Talk to Your Loved Ones.

It is vital for you to speak openly about the effects that your concussion is having on your life with your loved ones so they understand what you’re going through, both mentally and physically.

Maintaining a social life is very important, even when modified to accommodate your symptoms and capacity.

Speaking openly and honestly about your feelings with your healthcare provider is equally important. This, too, will help them tailor a treatment plan that considers not just your physical well-being but also your mental and emotional state.

Relaxation techniques such as deep breathing, low stimulation, and meditative practices can help reduce the physical symptoms of light sensitivity by promoting a sense of calmness and reducing overall stress levels.

Be Mindful of Your Environment and Regulate Light Exposure.

Avoiding or minimizing exposure to bright lights is an obvious but important step in managing light sensitivity.

While it is recommended that you wear sunglasses outdoors when dealing with light sensitivity, it is not recommended that you wear sunglasses indoors.

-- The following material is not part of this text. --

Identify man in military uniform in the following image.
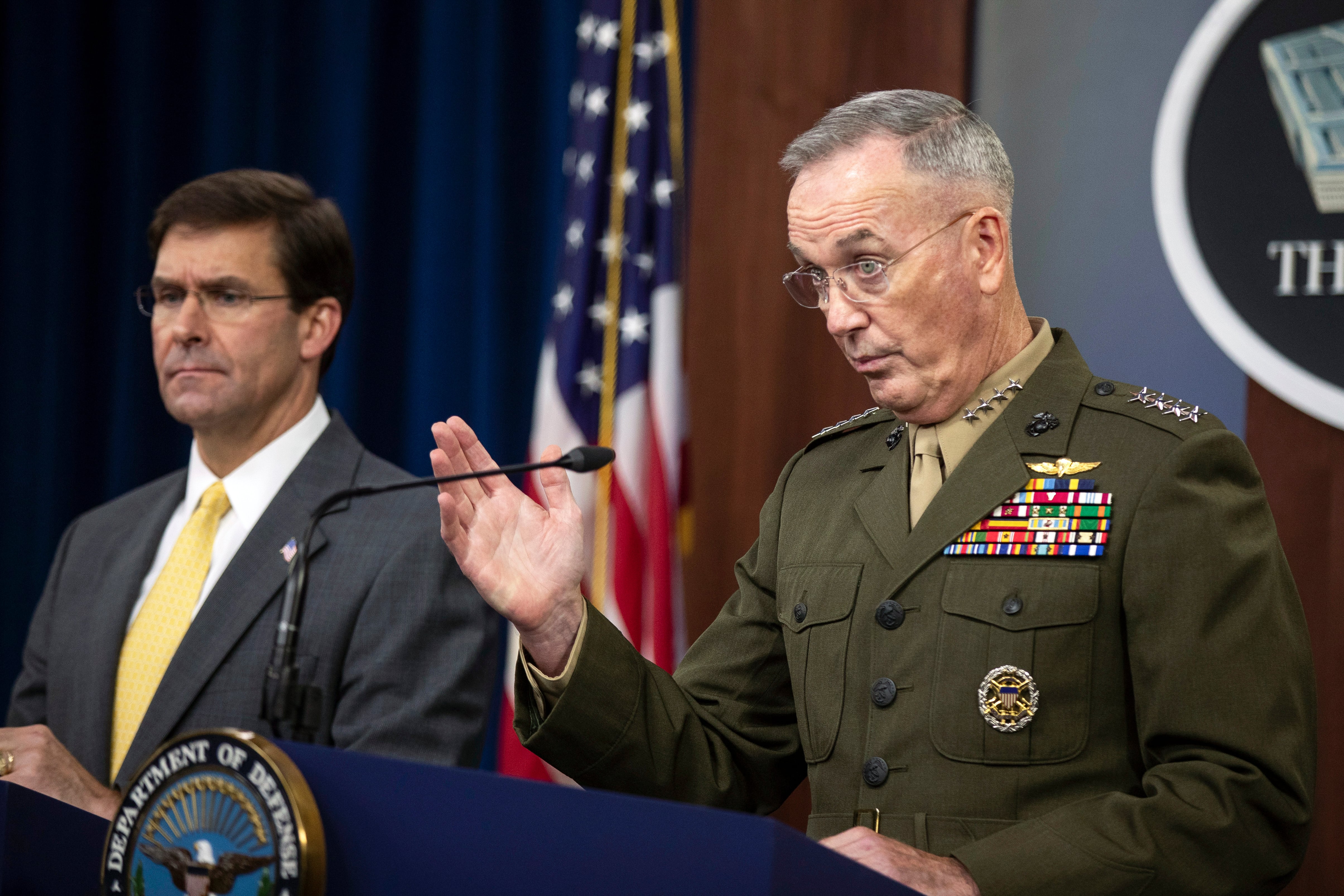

Counterintuitively, while wearing sunglasses indoors may provide some relief, they may also hinder your recovery.

Be Not Afraid of Light.

Your body systems are very good at adapting to stressors to better accommodate the stressors (e.g., think of your muscles getting stronger from lifting weights). So, your eyes and nervous system need “practice” responding to light in a controlled environment to reacquire their ordinary function. As such, some degree of light stress is appropriate for those with photophobia after a concussion.

That being said, wearing sunglasses indoors occasionally for short periods on really bad days may be permitted (ask your clinician).

Limiting Screen Time.

And how about screen time? Generally speaking, time spent exposed to smartphones, television, computers, and other screens should be moderated in concussion patients. Because digital technology has become a massive part of our lives, we don’t quickly realize the high demand screen activity places on our visual systems and the relevant centers in our brains.

For those suffering from photophobia, backlight intensity and frenetic screen activity (including scrolling and swiping!) can cause a lot of strain. In addition to limiting such exposure, dimming your room’s light, wearing blue light filtering glasses, wearing colored lenses, or using non-LCD screens may be helpful.

Make Exercise a Daily Priority.

As the research continues to pour in on concussion management, it has become increasingly clear that exercise plays a critical part in symptom resolution. You will likely benefit from light exercise within a day or two of being concussed, provided it is low risk and does not exacerbate your symptoms significantly.

One of the best ways to recover from autonomic dysfunction after a concussion is to exercise. But of course, if you are suffering from symptoms like light sensitivity and/or headaches, exercise might be the last thing you feel like doing. This is why seeing your clinician, who will help establish an exercise plan through a Buffalo Concussion Treadmill Test, is essential. This will allow the clinician to accommodate your present condition and will also enable adjustments in your exercise plan as your symptom presentation improves or changes.

Recovery is On Its Way!

Light sensitivity can be a very unpleasant experience for those who have suffered from concussion. But much can be done to ensure a quick and complete recovery. Start by finding a good healthcare provider who specializes in concussion management. While they will tailor a plan of care designed to meet your specific needs, there is much you can do — as this article has shown — to expedite the resolution of your symptoms.

So, don’t wait to get started. Once you do, you can be sure recovery is coming!